It’s taken us a while, but at this point we’ve now submitted two multiplex NextSeq Illumina kits through CWRU genomics. We’ve performed the multiplexing by appending dual indices during targeted amplification of the barcodes. In order to mix everything together, we’ve taken a rather simple approach of gel extracting the amplified bands and quantitating the amount of extracted DNA using Qubit, and mixing every extracted amplicon to equimolar amounts. This mixture is then submitted to the CWRU genomics core for qPCR-based quantification, and loaded onto the kit for sequencing.
Since everything has been mixed to equimolar amounts so far, it’s quite simple to see how well our samples were quantitated and mixed together using the Qubit readings. This is done by taking the number of paired reads associated with each pair of indices, and seeing how their counts / frequencies compare to each other. The distributions tended to be a log-normal distribution, as seen in the below plots:
The second kit seemed to do a little better than the first one. Each kit ended up having a singular poorly sequenced outlier, with the sample in the first kit lower than the median by about ~300-fold, and the sample in the second kit lower by about 10x. The first kit also had about 4 samples that were below the median by about 10-fold.
Regardless, this log-normal distribution is showing what kind of mixing precision we can expect to consistent get with this scheme, even when its working well. Both distributions had a sd(log) of ~0.5. The coefficients of variation were ~ 0.04.
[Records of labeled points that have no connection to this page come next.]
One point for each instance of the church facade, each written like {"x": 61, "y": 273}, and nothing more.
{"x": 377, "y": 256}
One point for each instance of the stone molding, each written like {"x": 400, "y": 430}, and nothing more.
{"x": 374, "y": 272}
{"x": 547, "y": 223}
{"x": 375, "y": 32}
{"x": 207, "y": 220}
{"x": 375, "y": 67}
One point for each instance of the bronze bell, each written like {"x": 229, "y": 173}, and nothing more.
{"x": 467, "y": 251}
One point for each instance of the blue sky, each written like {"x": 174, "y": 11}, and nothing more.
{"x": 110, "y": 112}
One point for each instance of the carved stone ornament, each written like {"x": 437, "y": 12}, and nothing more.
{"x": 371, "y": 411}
What are the red lines you ask? Well, those are the idealized / hypothetical number of reads we should have gotten if we got all of the reads from the kit (130 million for the mid kit used in kit 1, and 400 million for the high kit used in kit 2) divided by the total number of samples. Clearly, the real life read numbers aren’t hitting that idealized number, which is as expected.
To frame it another way though, sure having read a sample with too much read-depth in inefficient, but what is arguably more annoying is if end up under-reading a sample because we were off in out estimates. What seems like a reasonable approach is to choose a target read-count that will ensure that ~95% of our log-normal distribution hits that minimum read-number needed to get interpretable data. Looking at these n = 2 results, it seems reasonable that we would want to give each sample ~ 5 to 10-fold more reads than one would expect based on idealized numbers.